Ordered that the order is reversed insofar as appealed from, on the law, with costs, the motion is granted, and the complaint is dismissed insofar as asserted against the appellants.

Contrary to the plaintiff's contention, the appellants offered a satisfactory explanation for the delay in making their motion for summary judgment dismissing the complaint insofar as asserted against them on the ground that the plaintiff did not sustain a serious injury within the meaning of Insurance Law § 5102 (d) (see CPLR 3212 [a]; Brill v City of New York, 2 NY3d 648 [2004]).

On the merits, the appellants made their prima facie showing that the plaintiff did not sustain a serious injury within the meaning of Insurance Law § 5102 (d) as a result of the subject motor vehicle accident (see Toure v Avis Rent A Car Sys., 98 NY2d 345 [2002]; Gaddy v Eyler, 79 NY2d 955 [1992]; see also Giraldo v Mandanici, 24 AD3d 419 [2005]; Kearse v New York City Tr. Auth., 16 AD3d 45 [2005]). [*2]In opposition, the plaintiff failed to raise a triable issue of fact. The affirmation of the plaintiff's examining physician, who examined the plaintiff in November 2004, was without probative value in opposition to the appellants' motion since the physician relied upon the unsworn and unaffirmed medical reports of others in coming to his conclusions (see Mahoney v Zerillo, 6 AD3d 403 [2004]; Friedman v U-Haul Truck Rental, 216 AD2d 266 [1995]). Furthermore, the plaintiff's examining physician failed to address in his affirmation the findings made by the appellants' radiologist that the disc bulge in the plaintiff's lumbar spine was the result of degeneration. Therefore, his conclusion that the plaintiff's injuries were caused by the subject accident was sheer speculation (see Giraldo v Mandanici, supra; Ifrach v Neiman, 306 AD2d 380 [2003]; Lorthe v Adeyeye, 306 AD2d 252 [2003]). The plaintiff relied upon the unaffirmed medical reports of his treating physician, but those too were without probative value in opposing the appellants' motion (see Hernandez v Taub, 19 AD3d 368 [2005]; Pagano v Kingsbury, 182 AD2d 268 [1992]). The plaintiff further failed to adequately explain the lengthy gap in treatment between 2001 and when he was examined in 2004 in response to the appellants' motion for summary judgment (see Pommells v Perez, 4 NY3d 566 [2005]; Batista v Olivo, 17 AD3d 494 [2005]; Barnes v Cisneros, 15 AD3d 514 [2005]; Sibrizzi v Davis, 7 AD3d 691 [2004]).

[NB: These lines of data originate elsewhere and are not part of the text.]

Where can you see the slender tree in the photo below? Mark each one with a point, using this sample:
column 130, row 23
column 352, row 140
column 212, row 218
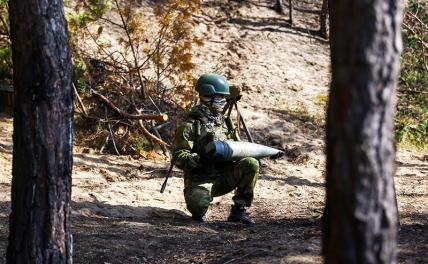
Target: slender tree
column 360, row 217
column 43, row 134
column 323, row 19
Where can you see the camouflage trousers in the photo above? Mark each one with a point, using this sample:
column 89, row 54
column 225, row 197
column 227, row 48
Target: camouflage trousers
column 241, row 175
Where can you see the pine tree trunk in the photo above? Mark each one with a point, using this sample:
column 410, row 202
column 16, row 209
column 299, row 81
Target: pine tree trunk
column 323, row 19
column 39, row 229
column 360, row 217
column 279, row 7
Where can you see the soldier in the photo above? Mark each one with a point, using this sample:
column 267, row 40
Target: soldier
column 204, row 179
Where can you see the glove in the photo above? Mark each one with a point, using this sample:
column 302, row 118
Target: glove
column 278, row 155
column 193, row 161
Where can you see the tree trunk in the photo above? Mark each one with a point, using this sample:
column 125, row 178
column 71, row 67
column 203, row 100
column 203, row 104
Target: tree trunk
column 323, row 19
column 360, row 217
column 279, row 7
column 39, row 229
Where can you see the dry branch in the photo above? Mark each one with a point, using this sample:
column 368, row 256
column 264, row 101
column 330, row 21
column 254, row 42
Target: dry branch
column 127, row 115
column 151, row 136
column 85, row 113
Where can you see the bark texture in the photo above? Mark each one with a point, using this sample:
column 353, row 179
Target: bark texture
column 360, row 217
column 323, row 19
column 43, row 134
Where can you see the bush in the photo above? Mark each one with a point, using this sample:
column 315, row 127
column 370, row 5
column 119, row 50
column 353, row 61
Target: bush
column 412, row 114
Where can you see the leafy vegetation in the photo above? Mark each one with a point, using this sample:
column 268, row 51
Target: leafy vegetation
column 412, row 115
column 141, row 62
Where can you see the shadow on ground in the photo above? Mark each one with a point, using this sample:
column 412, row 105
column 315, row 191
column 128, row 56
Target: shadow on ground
column 100, row 239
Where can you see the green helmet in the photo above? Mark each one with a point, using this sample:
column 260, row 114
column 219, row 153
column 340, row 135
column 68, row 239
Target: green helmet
column 210, row 83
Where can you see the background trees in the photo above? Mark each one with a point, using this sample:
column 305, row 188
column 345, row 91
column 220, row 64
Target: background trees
column 39, row 226
column 360, row 217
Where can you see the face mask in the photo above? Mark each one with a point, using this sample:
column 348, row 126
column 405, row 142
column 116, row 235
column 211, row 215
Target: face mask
column 216, row 104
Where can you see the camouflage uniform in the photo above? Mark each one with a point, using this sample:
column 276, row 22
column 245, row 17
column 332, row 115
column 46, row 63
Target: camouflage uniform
column 205, row 180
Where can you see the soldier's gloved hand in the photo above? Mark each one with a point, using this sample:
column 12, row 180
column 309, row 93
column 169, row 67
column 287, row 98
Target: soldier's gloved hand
column 194, row 161
column 278, row 155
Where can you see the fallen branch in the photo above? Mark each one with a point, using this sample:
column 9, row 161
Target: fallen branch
column 423, row 43
column 85, row 113
column 151, row 136
column 127, row 115
column 111, row 133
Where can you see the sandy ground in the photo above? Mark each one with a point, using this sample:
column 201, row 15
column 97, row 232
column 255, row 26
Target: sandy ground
column 119, row 216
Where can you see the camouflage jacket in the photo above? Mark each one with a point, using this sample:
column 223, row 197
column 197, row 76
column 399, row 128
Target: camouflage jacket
column 199, row 128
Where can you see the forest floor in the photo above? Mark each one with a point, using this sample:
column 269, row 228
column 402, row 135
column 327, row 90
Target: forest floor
column 119, row 216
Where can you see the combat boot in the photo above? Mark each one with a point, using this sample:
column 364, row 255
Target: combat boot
column 199, row 218
column 238, row 214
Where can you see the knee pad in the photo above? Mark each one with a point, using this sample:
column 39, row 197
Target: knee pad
column 250, row 164
column 197, row 200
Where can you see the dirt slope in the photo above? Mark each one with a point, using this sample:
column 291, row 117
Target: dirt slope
column 119, row 215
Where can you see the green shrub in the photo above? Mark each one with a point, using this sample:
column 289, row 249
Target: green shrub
column 412, row 115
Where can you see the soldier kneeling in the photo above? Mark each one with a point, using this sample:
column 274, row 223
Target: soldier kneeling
column 204, row 179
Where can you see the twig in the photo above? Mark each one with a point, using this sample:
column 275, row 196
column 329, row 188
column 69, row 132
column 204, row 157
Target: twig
column 85, row 113
column 244, row 256
column 111, row 133
column 134, row 54
column 151, row 136
column 418, row 19
column 156, row 132
column 414, row 32
column 105, row 144
column 127, row 115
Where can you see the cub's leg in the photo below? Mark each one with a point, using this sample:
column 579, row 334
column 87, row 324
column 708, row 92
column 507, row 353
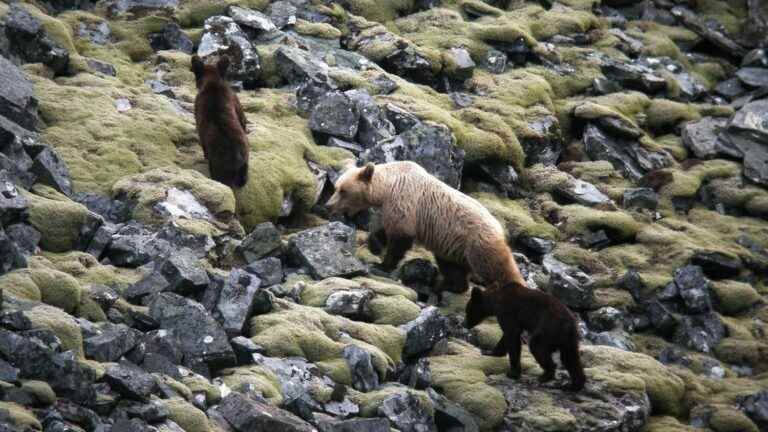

Furthermore, the plaintiff failed to submit any competent medical evidence that he was unable to perform substantially all of his daily activities for not less than 90 of the first 180 days immediately following the subject accident (see Sainte-Aime v Ho, 274 AD2d 569 [2000]). Miller, J.P., Ritter, Luciano, Spolzino and Dillon, JJ., concur.